- Thailand is known for being home to Southeast Asia’s wildest beasts and most curious creepy crawlies, but nothing will instigate more the sensation of utter terror than the sight of a lingering mosquito (take it from me, Dengue fever ain’t all that fun).
- It doesn’t matter how OTT the acting is (at times abysmal), how out of sync the background music is, or even how many adverts there are, you will somehow find yourself shedding a tear over what has become your favourite Thai lakorn drama, because THEY JUST DON’T REALISE THEY BELONG TOGETHER FOREVER AND IT’S SO DAMN FRUSTRATING!
- Everyone is related – going to market with Mum involved constantly stopping to say hello to relatives I didn’t even know I had, e.g. “This is your Grandad’s second cousin’s brother-in-law”.
- On the subject of market, I have never felt so white in my life.
- It is possible to sweat as soon as you step out of the shower, or in my case, the washroom equipped with bowl and bucket of water – that’s right, they do it old skool here, a la ‘splash’n’dash’.
- Sitting in the back of a pick-up truck is the most fun ever, until the heavens decide to open up – when it rains, it pours… so much so that the road becomes invisible; gotta love monsoon season!
- Tiger Balm is a remedy that cures everything – bruises, mosquito bites, broken heart, you name it!
- Apparently (Grandma says) 200 Baht, the equivalent of £4, is too expensive for a hand-cart of coconuts (40 to be precise!).
- Rice is life. Breakfast, lunch, dinner, snacks, and even dessert! The word for dinner/meal in Thai actually translates ‘eat rice’ – true story.

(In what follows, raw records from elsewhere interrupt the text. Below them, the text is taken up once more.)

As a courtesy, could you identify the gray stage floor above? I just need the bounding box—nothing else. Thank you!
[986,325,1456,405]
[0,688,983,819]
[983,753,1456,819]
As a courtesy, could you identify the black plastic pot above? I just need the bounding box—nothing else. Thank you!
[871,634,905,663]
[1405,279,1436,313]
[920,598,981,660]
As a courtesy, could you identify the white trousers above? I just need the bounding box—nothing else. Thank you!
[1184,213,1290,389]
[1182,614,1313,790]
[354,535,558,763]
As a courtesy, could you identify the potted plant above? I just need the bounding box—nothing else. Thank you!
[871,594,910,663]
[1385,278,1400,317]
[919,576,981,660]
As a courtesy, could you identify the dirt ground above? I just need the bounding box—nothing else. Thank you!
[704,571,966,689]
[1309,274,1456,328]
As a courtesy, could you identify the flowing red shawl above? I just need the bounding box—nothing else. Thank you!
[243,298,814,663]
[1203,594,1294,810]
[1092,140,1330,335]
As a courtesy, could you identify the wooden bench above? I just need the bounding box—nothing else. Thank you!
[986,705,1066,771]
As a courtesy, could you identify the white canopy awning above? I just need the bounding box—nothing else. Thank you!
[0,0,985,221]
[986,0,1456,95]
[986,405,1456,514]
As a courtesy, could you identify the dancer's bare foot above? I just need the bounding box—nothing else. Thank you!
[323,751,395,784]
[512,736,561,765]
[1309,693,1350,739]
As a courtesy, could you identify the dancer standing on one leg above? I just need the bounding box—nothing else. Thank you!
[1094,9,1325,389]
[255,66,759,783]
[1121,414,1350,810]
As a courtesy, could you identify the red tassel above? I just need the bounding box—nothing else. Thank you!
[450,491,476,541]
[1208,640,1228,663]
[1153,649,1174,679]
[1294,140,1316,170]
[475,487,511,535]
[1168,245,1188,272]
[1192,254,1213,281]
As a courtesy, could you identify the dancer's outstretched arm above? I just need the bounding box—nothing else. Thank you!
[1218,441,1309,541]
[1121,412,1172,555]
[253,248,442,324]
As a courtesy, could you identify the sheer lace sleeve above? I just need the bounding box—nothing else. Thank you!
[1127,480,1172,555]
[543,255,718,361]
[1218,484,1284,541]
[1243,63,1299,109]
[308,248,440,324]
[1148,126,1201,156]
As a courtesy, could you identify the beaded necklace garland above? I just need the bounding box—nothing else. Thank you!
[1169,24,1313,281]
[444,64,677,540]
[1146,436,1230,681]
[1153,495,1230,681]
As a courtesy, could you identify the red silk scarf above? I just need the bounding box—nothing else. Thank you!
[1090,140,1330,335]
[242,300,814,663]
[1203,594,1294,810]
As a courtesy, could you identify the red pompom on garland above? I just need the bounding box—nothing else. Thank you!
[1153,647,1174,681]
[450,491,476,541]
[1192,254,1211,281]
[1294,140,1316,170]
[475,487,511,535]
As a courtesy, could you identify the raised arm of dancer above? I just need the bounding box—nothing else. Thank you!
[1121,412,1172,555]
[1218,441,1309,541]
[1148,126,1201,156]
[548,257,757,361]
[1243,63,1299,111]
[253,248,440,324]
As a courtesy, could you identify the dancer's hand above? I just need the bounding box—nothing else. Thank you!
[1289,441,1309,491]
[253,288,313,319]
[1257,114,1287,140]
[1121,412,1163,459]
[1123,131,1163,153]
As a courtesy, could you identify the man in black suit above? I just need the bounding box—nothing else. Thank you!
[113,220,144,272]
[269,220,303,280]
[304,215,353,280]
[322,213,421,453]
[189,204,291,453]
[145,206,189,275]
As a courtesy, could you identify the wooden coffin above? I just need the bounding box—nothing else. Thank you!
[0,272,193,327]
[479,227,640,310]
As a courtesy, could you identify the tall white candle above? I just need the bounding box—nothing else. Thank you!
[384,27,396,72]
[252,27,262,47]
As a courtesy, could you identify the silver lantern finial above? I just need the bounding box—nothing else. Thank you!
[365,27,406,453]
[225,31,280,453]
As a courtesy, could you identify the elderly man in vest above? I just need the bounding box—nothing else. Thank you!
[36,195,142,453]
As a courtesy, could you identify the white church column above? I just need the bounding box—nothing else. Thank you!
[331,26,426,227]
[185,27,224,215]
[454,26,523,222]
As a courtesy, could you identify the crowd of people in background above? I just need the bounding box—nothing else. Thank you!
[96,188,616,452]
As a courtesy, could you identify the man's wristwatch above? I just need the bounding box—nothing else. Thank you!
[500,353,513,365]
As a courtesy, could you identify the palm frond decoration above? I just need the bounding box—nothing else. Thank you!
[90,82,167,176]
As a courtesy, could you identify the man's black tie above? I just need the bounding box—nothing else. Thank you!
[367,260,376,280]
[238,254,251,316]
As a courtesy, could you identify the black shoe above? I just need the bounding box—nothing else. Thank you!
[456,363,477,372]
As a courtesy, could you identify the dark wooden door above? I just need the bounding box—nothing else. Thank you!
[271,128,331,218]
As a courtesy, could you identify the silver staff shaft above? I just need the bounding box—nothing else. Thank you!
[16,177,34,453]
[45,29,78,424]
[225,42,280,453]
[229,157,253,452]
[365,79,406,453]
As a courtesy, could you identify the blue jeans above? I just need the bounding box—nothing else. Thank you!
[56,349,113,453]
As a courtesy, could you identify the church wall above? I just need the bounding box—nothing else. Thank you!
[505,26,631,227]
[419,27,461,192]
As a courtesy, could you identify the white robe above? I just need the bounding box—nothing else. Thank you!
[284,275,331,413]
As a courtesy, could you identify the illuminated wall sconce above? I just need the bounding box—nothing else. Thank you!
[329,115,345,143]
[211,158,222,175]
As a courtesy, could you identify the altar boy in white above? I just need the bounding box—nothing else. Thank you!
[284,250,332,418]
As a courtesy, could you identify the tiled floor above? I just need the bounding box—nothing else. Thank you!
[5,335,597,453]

These are only a few things I have learnt from this trip and previous visits to Mum’s village (particularly the first one, Grandma just came out with it; apparently her dad was from China and died from smoking too much opium). This is not a holiday. My dad jokes that when we come back from ‘up-country’, Ban Wat, Nakhon Ratchasima, to be exact, it’s as if we’ve returned from a mission like in one of those Bruce Willis films. What he means by this is, the two weeks that we spend here in the village on every trip we make to Thailand, this is the hardest part, in so many ways. For one thing everything is so different, so raw. It’s not a bad thing, at all; in fact it is quite refreshing to experience living this way. I think things are appreciated more as a result. I will give examples: the kitchen in my grandparents’ house is not actually in the house. It is an outdoor shelter of tin sheets under which there are wooden tables and seats. The bed is a hard mattress on the floor, the cooker is an Asian barbecue and the sink is a hose and a giant plastic tub. This all sounds quite basic, but it works, and why shouldn’t it? The only pain is that everything cooked must be done there and then, but if it produces the freshest food, then is that really so terrible?

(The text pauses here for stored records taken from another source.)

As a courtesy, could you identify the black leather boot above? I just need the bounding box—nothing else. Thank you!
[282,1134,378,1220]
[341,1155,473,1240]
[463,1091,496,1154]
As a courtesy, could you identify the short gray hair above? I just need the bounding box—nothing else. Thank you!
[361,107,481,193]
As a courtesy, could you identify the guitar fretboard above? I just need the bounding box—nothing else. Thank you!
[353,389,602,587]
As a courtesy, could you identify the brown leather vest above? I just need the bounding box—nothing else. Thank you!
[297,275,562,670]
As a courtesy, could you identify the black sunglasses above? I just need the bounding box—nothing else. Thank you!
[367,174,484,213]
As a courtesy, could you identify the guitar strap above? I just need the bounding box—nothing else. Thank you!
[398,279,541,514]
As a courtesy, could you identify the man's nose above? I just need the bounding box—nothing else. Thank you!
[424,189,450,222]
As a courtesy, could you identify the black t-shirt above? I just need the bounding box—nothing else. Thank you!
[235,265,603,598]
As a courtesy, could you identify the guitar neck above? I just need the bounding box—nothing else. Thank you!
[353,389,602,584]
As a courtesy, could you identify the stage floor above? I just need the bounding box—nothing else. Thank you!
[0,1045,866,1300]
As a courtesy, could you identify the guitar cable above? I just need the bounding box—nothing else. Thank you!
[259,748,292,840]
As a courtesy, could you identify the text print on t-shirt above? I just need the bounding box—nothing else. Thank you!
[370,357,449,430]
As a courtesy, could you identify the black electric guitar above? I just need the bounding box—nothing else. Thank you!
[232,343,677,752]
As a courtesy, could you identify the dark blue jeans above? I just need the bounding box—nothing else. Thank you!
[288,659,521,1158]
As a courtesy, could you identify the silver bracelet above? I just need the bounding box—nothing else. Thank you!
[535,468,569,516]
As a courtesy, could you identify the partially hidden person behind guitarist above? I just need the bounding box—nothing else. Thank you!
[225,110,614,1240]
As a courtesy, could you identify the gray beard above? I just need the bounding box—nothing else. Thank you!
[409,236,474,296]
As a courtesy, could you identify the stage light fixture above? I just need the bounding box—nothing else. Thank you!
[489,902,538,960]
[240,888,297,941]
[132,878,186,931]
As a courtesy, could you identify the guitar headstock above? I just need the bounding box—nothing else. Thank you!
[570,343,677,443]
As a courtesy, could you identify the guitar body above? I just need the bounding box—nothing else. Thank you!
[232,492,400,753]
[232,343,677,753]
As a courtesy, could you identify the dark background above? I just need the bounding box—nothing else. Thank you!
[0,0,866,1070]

It is always inspiring to see Mum back in the place where she grew up, and she truly is in her element, running around cooking for everyone, strutting about in a sarong and flip flops, speaking (yelling) in her Korat dialect ever so sassily. Yet at the same time, you can see how it is so difficult for her to come back, because of how taxing it was before. I think subconsciously she goes back to her role of caring for everyone, as in back when she was 14, having left school to work with her dad constructing roads, and to later help her mum look after 6 siblings. Accustomed to the ways of Western life now, I can see the frustration Mum faces; also having to play translator for two weeks can’t be a doddle, “MUUUUUUUUUUUUUUM what are they saying to me?!”.
Every time we move on from Ban Wat it is nice to see Mum. I say this because although we are staying in the same house and visiting the same places, we see her only in passing, or when she has the time to sit down after rushing around trying to see everyone. This brings me onto the main reason why our ‘mission’ is so tough. We try to go to Thailand every three years, at one point we had to leave it six years because of political unrest in the country. This gives Mum two weeks for every three years to see the majority of her family. From day one there is a countdown on the time she has, and as soon as we step off of the bus from Bangkok it settles in that there are only 14 days to enjoy village life. For Mum this means 14 days to see everyone she can, and spend as much time catching up as she can. Sometimes, it doesn’t happen, which just makes this flying visit all the more heartbreaking. When I was nine I remember crying in Granddad’s truck on the way to the bus station, because I had left my watch at their house. The watch was just an excuse to come back; I really wasn’t ready to leave, and this is the feeling I’m dreading when the day comes this time round.